Em algumas localidades, como na cidade de Recife/PE, a tropa de choque da Polícia Militar jogou bombas de gás lacrimogêneo, lançou gás de pimenta e deu tiros com balas de borracha contra os manifestantes, ferindo várias pessoas. A mesma atitude não teve a polícia, quando das manifestações a favor de Bolsonaro.

Entre frases nos cartazes e faixas que pediam o impeachment de Bolsonaro, muitas exigiam a vacinação da população. O Brasil só imunizou 10% da população com a 2ª dose, até este final de semana. Super atrasado. Um dos cartazes dizia que “o povo quer mais vacina e menos cloroquina”. Outra lembrava da fome que já ronda a vida dos brasileiros, ao lembrar uma frase que já está em todo Brasil: “Vacina no braço e comida no prato”.

Participei da manifestação em Manaus.

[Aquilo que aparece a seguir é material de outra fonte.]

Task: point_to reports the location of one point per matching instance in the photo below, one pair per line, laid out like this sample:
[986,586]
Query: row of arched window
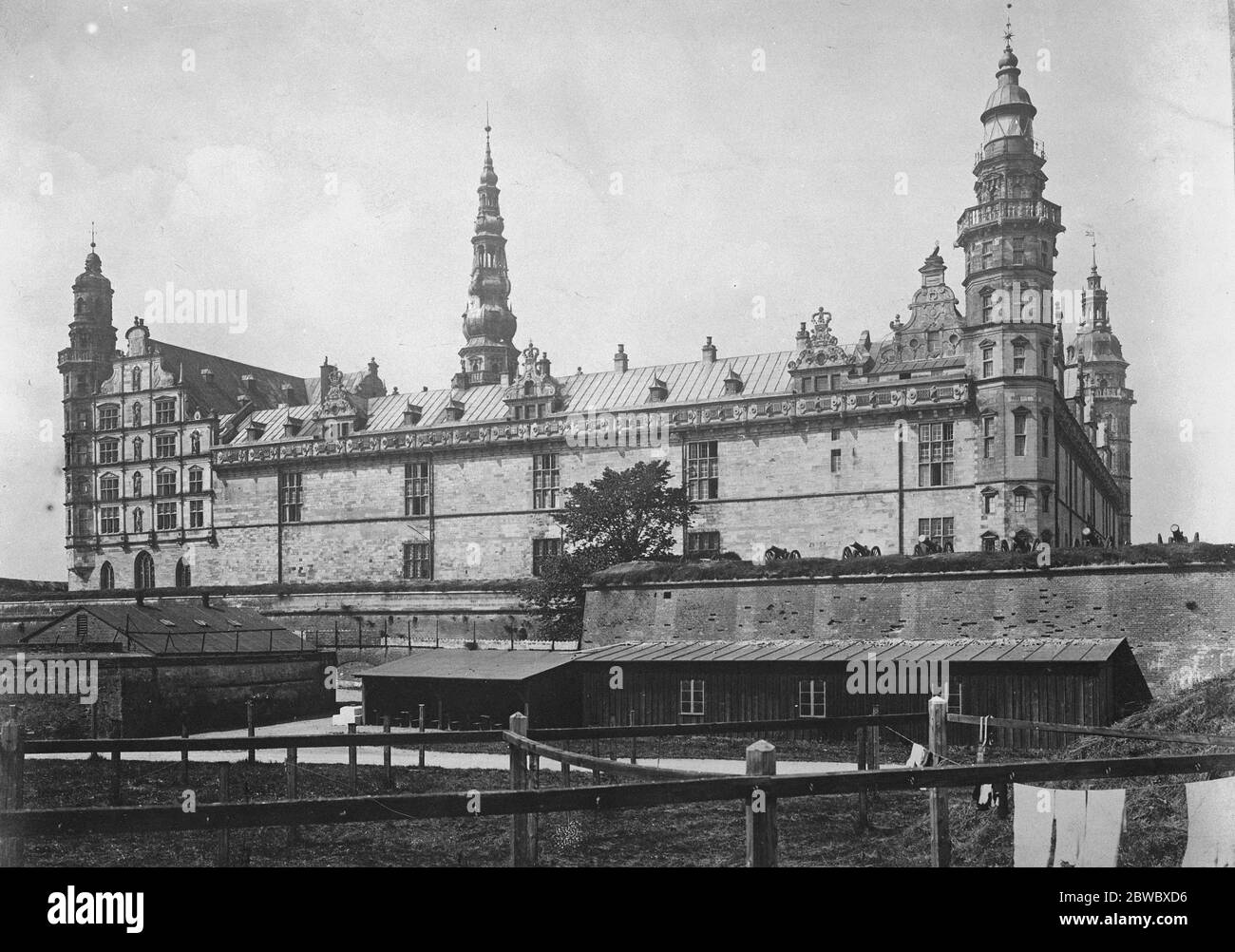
[143,573]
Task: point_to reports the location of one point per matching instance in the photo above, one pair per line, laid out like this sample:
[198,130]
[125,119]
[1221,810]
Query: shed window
[811,699]
[692,697]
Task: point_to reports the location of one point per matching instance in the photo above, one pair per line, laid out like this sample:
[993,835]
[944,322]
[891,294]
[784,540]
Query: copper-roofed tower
[488,322]
[1102,357]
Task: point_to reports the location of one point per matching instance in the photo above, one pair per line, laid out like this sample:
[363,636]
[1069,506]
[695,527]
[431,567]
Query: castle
[962,425]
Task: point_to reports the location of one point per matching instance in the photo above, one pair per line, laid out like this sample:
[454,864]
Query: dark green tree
[620,516]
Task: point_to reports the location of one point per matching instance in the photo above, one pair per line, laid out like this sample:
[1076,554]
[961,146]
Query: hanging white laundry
[1069,827]
[1210,824]
[1103,825]
[1032,823]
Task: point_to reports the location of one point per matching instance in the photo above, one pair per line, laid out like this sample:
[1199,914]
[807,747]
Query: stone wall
[1180,622]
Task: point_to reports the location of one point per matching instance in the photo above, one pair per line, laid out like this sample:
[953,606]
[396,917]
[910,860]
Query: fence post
[184,754]
[293,831]
[221,837]
[386,753]
[864,809]
[940,840]
[351,761]
[761,808]
[520,847]
[11,763]
[248,719]
[421,733]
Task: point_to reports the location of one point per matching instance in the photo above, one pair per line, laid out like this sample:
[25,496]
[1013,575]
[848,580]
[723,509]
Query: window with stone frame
[164,483]
[935,454]
[940,528]
[702,469]
[542,551]
[291,497]
[1020,432]
[703,544]
[109,486]
[546,481]
[165,516]
[415,487]
[418,560]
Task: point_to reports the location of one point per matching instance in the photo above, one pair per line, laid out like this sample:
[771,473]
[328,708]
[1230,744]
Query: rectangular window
[544,481]
[811,699]
[702,469]
[954,695]
[940,528]
[415,487]
[935,454]
[164,411]
[691,695]
[291,497]
[164,516]
[416,560]
[543,549]
[703,544]
[164,485]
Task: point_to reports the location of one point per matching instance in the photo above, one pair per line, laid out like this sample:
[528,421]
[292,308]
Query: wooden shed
[1062,680]
[473,688]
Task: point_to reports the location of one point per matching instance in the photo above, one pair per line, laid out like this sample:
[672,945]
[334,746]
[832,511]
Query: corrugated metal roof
[176,629]
[464,664]
[954,651]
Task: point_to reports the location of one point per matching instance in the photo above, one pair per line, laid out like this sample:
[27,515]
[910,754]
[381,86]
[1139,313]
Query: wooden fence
[758,790]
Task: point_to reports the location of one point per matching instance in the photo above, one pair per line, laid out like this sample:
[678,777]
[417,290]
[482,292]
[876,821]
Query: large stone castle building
[968,421]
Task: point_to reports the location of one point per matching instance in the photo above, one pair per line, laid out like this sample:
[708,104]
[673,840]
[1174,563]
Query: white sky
[735,182]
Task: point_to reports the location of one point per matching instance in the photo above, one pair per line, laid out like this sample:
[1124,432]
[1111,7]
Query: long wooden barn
[1060,680]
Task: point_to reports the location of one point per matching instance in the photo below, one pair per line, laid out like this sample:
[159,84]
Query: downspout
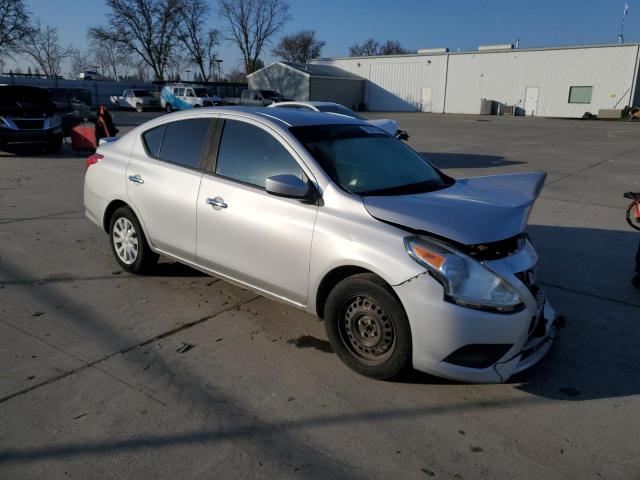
[446,81]
[634,82]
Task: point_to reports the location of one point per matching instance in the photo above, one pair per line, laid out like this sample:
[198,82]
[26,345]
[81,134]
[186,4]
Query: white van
[179,96]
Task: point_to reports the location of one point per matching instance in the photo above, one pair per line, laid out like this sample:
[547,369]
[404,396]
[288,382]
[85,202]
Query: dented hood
[471,211]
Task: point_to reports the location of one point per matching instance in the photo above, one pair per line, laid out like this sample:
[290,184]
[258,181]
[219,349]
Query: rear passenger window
[153,140]
[179,142]
[250,155]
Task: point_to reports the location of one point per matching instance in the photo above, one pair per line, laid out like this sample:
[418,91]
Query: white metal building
[551,82]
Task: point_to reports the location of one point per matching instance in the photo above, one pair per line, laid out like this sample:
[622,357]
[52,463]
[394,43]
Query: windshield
[339,109]
[364,160]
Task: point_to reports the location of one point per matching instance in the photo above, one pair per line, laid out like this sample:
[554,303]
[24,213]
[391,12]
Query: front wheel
[368,327]
[128,243]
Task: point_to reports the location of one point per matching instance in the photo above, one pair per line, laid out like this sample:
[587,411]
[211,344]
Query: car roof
[304,102]
[291,117]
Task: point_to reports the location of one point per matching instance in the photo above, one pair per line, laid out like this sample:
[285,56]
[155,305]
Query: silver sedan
[406,265]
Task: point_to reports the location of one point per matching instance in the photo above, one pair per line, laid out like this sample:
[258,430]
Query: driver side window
[250,155]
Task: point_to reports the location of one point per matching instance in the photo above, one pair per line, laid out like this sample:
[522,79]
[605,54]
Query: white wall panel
[396,82]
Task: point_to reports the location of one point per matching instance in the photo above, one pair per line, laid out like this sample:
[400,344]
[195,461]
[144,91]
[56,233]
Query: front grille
[478,355]
[29,124]
[495,250]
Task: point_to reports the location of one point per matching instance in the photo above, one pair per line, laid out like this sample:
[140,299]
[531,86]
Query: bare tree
[200,44]
[42,45]
[371,47]
[80,62]
[367,48]
[113,58]
[14,24]
[237,75]
[145,27]
[299,47]
[252,24]
[392,47]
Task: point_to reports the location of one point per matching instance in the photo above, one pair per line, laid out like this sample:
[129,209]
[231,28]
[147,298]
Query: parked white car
[183,97]
[388,125]
[136,98]
[406,265]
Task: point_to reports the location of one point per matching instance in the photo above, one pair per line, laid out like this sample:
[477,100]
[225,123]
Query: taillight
[93,159]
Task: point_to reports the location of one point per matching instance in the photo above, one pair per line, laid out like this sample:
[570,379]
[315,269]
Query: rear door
[163,179]
[245,233]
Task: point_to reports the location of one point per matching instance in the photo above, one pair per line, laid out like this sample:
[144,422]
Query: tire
[132,252]
[368,327]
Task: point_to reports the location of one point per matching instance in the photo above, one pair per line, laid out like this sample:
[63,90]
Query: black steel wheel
[368,327]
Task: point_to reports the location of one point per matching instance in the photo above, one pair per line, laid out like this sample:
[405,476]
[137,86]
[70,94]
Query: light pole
[219,64]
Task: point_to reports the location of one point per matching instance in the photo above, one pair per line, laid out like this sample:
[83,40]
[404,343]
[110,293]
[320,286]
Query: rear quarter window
[152,140]
[180,142]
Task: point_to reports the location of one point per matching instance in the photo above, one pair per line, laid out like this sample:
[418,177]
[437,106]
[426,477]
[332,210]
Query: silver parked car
[407,266]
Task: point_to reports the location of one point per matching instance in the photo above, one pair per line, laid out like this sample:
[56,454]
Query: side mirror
[288,186]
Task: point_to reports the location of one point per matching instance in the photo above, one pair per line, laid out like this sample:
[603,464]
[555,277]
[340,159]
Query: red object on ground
[83,137]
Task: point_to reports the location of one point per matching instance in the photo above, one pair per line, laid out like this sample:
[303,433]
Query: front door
[246,234]
[427,93]
[531,101]
[163,179]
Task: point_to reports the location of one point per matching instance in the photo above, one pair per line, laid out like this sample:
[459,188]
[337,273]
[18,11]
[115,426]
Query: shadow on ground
[596,355]
[466,160]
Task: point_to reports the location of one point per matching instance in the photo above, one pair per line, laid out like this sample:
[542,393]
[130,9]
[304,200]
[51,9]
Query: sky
[461,24]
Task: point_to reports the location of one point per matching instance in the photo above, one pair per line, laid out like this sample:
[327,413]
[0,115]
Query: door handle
[216,202]
[136,179]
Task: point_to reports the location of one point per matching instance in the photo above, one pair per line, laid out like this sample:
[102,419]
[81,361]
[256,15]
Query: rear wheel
[128,243]
[368,327]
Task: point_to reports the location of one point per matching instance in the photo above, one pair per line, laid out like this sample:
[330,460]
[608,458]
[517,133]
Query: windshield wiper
[411,188]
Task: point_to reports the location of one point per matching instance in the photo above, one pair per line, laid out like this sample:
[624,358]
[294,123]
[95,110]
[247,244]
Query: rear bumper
[9,137]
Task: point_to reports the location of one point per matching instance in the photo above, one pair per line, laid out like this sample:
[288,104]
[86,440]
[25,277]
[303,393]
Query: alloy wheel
[125,240]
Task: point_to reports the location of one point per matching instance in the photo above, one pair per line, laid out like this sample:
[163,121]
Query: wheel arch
[335,276]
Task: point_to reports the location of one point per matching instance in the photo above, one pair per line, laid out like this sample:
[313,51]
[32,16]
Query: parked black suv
[28,118]
[72,106]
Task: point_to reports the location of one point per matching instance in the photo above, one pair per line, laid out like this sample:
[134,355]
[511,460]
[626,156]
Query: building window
[580,94]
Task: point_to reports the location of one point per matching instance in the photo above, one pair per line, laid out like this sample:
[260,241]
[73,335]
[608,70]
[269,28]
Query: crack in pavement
[593,295]
[39,217]
[160,336]
[584,169]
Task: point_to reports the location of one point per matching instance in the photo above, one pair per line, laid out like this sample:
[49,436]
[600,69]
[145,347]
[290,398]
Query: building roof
[468,52]
[315,70]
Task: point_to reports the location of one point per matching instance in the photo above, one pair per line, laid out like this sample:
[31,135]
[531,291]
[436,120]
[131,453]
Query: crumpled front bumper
[440,328]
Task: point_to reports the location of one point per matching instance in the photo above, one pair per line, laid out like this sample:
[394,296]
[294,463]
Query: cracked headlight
[466,281]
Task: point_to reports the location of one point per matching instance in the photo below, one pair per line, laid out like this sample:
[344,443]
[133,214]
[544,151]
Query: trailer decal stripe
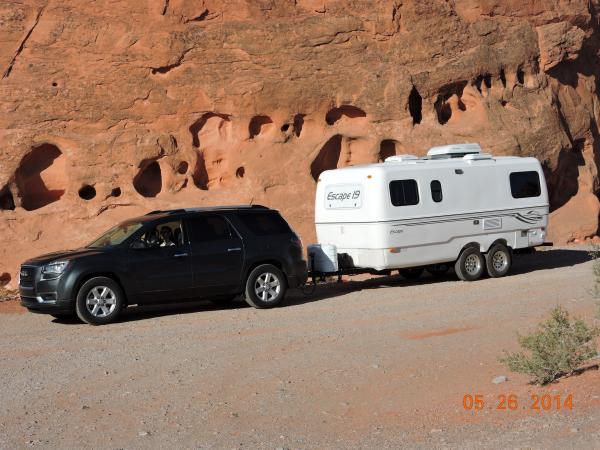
[530,217]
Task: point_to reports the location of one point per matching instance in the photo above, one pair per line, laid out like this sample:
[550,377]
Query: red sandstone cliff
[112,108]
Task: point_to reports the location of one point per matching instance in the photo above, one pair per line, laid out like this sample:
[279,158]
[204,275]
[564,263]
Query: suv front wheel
[265,287]
[99,301]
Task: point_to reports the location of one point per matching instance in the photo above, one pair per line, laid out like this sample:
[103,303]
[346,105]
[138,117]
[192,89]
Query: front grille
[27,275]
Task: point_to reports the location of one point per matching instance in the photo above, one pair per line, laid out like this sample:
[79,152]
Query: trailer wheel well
[477,245]
[501,241]
[110,275]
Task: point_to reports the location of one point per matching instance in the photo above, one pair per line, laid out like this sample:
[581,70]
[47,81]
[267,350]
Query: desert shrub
[8,294]
[558,347]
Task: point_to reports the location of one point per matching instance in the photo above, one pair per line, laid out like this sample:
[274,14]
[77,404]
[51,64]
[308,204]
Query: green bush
[559,347]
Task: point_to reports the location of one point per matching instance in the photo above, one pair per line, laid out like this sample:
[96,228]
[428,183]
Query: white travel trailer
[456,205]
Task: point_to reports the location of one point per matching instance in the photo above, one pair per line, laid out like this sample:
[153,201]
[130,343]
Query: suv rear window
[209,228]
[264,223]
[525,184]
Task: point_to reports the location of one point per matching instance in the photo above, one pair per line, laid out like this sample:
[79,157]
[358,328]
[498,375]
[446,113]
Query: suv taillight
[296,241]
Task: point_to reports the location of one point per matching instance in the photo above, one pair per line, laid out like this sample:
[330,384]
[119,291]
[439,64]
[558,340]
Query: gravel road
[378,363]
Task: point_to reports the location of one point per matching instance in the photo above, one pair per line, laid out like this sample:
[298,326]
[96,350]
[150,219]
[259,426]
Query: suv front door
[159,260]
[217,254]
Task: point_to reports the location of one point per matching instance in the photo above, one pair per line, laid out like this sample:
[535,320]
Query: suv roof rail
[205,208]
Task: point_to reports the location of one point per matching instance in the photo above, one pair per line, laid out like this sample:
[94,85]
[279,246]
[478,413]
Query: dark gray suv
[166,256]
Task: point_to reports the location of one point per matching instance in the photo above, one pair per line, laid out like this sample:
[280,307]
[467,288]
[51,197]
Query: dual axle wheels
[470,265]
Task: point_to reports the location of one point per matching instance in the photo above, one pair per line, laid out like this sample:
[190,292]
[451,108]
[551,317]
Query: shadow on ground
[522,264]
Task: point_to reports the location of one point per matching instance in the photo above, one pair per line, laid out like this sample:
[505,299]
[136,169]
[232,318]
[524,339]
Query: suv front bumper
[42,296]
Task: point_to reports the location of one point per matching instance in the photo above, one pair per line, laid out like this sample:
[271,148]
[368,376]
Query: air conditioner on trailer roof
[453,151]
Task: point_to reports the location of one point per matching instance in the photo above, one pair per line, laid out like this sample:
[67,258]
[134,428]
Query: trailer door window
[525,184]
[404,192]
[436,191]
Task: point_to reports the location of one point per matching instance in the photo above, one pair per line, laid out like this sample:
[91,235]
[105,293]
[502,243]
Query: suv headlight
[54,269]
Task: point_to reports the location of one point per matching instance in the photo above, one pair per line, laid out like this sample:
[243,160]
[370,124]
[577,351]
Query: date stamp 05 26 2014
[511,402]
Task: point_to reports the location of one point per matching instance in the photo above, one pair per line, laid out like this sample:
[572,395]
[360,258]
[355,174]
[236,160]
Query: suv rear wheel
[265,287]
[99,301]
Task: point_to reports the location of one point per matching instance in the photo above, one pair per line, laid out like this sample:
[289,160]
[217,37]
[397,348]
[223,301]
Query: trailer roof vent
[401,158]
[453,151]
[477,156]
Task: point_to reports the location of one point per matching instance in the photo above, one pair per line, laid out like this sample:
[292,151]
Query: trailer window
[436,191]
[525,184]
[404,192]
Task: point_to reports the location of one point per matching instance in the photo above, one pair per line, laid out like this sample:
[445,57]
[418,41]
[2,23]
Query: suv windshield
[116,235]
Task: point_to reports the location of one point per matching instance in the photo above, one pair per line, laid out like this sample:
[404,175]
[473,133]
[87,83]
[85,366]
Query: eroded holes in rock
[298,124]
[443,107]
[40,177]
[415,105]
[87,192]
[487,80]
[5,278]
[483,80]
[387,148]
[444,112]
[200,174]
[258,124]
[182,168]
[7,202]
[349,111]
[502,77]
[197,126]
[520,76]
[328,156]
[148,181]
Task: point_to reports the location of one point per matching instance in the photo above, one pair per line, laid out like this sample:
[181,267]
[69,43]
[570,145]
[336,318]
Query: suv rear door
[217,254]
[162,271]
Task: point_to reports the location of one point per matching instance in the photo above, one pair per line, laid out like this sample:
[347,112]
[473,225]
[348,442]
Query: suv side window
[209,228]
[264,223]
[165,234]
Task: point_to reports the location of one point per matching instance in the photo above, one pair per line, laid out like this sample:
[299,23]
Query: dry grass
[8,294]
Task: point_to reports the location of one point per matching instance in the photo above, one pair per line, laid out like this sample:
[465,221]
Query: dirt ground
[379,363]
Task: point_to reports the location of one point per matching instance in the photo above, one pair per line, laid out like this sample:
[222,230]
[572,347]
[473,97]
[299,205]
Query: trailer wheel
[438,270]
[498,260]
[412,273]
[470,265]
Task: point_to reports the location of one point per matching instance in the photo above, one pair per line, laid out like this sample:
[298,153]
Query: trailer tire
[470,265]
[265,287]
[498,260]
[412,273]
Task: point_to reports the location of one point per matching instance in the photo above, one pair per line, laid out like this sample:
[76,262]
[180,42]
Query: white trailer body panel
[354,210]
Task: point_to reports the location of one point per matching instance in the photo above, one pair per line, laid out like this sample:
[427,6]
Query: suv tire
[99,301]
[265,287]
[470,265]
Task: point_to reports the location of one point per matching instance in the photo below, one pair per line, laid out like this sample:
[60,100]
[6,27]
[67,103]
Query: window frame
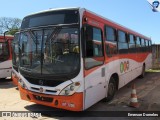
[126,41]
[100,58]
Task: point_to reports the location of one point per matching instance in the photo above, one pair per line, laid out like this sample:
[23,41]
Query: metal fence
[156,56]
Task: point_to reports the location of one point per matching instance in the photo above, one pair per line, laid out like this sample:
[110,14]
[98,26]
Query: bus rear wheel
[111,89]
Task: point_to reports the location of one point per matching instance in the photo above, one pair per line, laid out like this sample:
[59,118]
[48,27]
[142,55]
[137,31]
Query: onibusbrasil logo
[155,5]
[124,66]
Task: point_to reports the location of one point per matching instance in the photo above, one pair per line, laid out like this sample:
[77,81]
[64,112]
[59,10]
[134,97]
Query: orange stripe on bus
[76,99]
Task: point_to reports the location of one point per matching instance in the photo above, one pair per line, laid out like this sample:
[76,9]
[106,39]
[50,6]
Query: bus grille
[40,98]
[43,82]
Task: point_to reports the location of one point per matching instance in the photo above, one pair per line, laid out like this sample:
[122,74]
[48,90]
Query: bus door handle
[103,72]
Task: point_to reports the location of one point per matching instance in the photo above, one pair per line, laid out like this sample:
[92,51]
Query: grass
[152,70]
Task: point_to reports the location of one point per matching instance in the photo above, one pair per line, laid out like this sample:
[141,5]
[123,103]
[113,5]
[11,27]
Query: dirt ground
[148,92]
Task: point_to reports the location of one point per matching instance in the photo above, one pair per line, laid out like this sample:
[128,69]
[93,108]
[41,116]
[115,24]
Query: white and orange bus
[15,59]
[72,58]
[5,56]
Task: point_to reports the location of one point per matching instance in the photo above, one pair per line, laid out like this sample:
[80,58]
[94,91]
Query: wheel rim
[111,89]
[143,71]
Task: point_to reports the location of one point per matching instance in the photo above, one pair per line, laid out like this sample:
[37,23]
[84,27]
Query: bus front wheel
[111,89]
[143,72]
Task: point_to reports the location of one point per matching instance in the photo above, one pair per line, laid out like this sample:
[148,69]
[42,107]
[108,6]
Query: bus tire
[143,72]
[111,89]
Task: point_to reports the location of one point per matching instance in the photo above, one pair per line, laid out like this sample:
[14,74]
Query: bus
[5,56]
[15,59]
[71,58]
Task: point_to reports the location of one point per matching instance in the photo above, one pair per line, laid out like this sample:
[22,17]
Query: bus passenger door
[94,68]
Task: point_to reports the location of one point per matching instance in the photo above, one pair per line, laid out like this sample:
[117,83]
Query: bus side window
[122,42]
[111,42]
[149,46]
[143,45]
[93,47]
[132,44]
[138,44]
[1,48]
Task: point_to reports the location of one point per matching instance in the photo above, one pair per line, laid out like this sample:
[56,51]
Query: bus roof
[118,26]
[10,37]
[56,9]
[111,23]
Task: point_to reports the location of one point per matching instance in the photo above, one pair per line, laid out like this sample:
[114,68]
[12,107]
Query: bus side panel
[5,69]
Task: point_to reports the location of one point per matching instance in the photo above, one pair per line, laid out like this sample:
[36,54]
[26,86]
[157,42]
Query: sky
[134,14]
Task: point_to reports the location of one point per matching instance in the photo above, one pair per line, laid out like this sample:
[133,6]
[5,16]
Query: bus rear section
[5,56]
[69,59]
[15,59]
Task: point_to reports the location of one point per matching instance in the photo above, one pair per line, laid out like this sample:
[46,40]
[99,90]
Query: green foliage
[12,31]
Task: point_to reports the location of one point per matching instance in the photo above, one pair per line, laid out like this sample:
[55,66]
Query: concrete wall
[156,56]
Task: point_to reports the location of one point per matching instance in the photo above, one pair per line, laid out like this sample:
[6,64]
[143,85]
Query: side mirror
[87,41]
[5,35]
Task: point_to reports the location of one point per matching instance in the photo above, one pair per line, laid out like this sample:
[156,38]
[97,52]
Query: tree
[9,24]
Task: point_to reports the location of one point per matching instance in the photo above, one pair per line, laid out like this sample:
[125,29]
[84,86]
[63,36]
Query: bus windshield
[50,50]
[15,50]
[4,51]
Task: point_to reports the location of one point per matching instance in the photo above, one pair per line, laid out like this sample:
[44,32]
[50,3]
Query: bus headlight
[22,84]
[70,89]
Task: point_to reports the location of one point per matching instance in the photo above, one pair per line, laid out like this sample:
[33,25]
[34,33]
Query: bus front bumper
[15,79]
[72,103]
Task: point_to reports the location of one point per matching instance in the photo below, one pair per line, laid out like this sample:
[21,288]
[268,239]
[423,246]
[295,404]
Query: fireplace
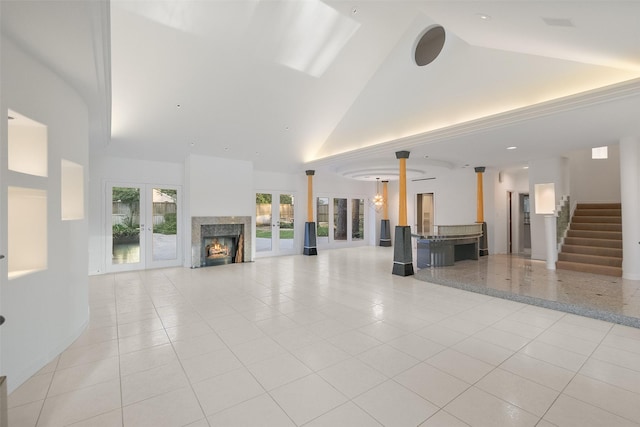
[220,240]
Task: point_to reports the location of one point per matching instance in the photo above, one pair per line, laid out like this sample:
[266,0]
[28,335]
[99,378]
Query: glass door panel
[126,245]
[357,219]
[339,219]
[164,224]
[285,236]
[424,214]
[264,223]
[143,227]
[164,230]
[275,224]
[322,219]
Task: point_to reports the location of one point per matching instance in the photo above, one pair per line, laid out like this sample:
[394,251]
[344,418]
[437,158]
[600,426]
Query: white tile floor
[332,340]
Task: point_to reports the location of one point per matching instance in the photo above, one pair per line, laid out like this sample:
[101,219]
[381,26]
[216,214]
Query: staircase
[594,240]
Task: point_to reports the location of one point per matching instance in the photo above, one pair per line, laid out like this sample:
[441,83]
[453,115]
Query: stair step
[599,206]
[590,259]
[597,212]
[594,226]
[592,250]
[591,234]
[590,268]
[597,219]
[602,243]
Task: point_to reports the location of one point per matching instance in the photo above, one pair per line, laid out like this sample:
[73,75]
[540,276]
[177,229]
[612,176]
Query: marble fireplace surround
[196,234]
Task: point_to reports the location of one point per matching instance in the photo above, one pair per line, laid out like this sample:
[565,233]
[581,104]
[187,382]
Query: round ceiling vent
[429,45]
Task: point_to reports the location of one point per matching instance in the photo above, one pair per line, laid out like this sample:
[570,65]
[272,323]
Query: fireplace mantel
[196,234]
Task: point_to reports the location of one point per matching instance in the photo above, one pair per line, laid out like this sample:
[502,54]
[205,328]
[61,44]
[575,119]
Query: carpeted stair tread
[597,219]
[596,226]
[593,243]
[590,268]
[592,234]
[592,250]
[590,259]
[597,212]
[603,243]
[599,206]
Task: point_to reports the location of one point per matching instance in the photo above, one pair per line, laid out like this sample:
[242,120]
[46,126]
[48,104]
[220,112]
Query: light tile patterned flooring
[331,340]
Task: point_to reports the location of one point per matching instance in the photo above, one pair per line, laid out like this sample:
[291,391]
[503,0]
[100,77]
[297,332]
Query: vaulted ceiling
[333,85]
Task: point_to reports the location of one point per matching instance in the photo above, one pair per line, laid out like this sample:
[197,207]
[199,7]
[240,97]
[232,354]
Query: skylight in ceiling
[310,35]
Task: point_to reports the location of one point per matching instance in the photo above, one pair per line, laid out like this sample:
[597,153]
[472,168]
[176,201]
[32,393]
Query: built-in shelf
[27,145]
[72,190]
[27,231]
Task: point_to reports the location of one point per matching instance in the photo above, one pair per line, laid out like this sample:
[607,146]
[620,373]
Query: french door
[275,231]
[143,226]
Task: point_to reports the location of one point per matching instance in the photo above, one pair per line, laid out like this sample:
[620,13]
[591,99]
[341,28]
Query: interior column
[310,247]
[402,255]
[484,242]
[385,228]
[630,199]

Estava apreensivo, visto que a contaminação ainda é grande e temia pela aglomeração. Mas fiquei surpreso com a consciência dos participantes quanto ao uso de máscaras e álcool em gel. Muito diferente da manifestação dos apoiadores de Bolsonaro, que fazem questão de andar sem máscara, e apoiando o negacionismo do presidente, que é responsável por tantas mortes no país.

Acredito que as manifestações seriam maiores, se a campanha de imunização estivesse mais avançada. Os estudantes protestavam contra os cortes de recursos das universidades e institutos federais. Na Ufam, os cortes foram de 30% e muito mais no Ifam. Trabalhadores do Distrito Industrial protestavam contra as ameaças aos empregos e à ZFM por parte do presidente e do ministro da economia, Paulo Guedes.

Também tiveram manifestações contra as privatizações dos Correios, da Eletrobrás, da Petrobrás e o desemprego gerado e a entrega de patrimônio público e estratégico para os interesses privados e estrangeiros.

Jovens, negros, mulheres protestavam contra a política de violência que cresceu no país, aumentando as discriminações, atos de intolerância, retiradas de direitos e destruição de políticas afirmativas e de oportunidades no trabalho e na educação.

Os indígenas denunciavam as ações do Governo contra os povos e as terras indígenas, com projetos que ameaçam seus direitos e suas terras, e a falta de ações governamentais contra os garimpos e a exploração ilegal em terras indígenas. Da mesma forma, os protestos lembravam o descaso ambiental, com desmonte de fiscalizações que favorecem o desmatamento e os crimes ambientais.

Não foi esquecido o título concedido por alguns deputados da ALE ao presidente, que não merece tal honraria, pois é considerado inimigo do Estado e do povo. E muitos esperam que a CPI mostre todas as ações e omissões criminosas desse Governo, que favoreceu tantas mortes na pandemia.

Muitos professores presentes na manifestação. Não aceitam a volta às aulas impostas pelo governador Wilson Lima e o prefeito David Almeida. Muitos professores só foram vacinados com a 1ª dose. Não há segurança e garantia de imunidade, se não tiver a 2ª dose. Os sindicatos decidiram parar as atividades. Nesta 2ª feira, teve carreata contra a decisão do Governo.

Encaminhei solicitação para que a Seduc e a Semed apresentem laudos técnicos de inspeção que atestem o plano de segurança de retorno às aulas. Muitas escolas não têm condições físicas adequadas.

A tendência é que os protestos aumentem. E o questionamento dos professores também. É justo e importante esses posicionamentos em favor da vida, que está ameaçada pelas atitudes dos atuais governos Federal, Estadual e Municipal.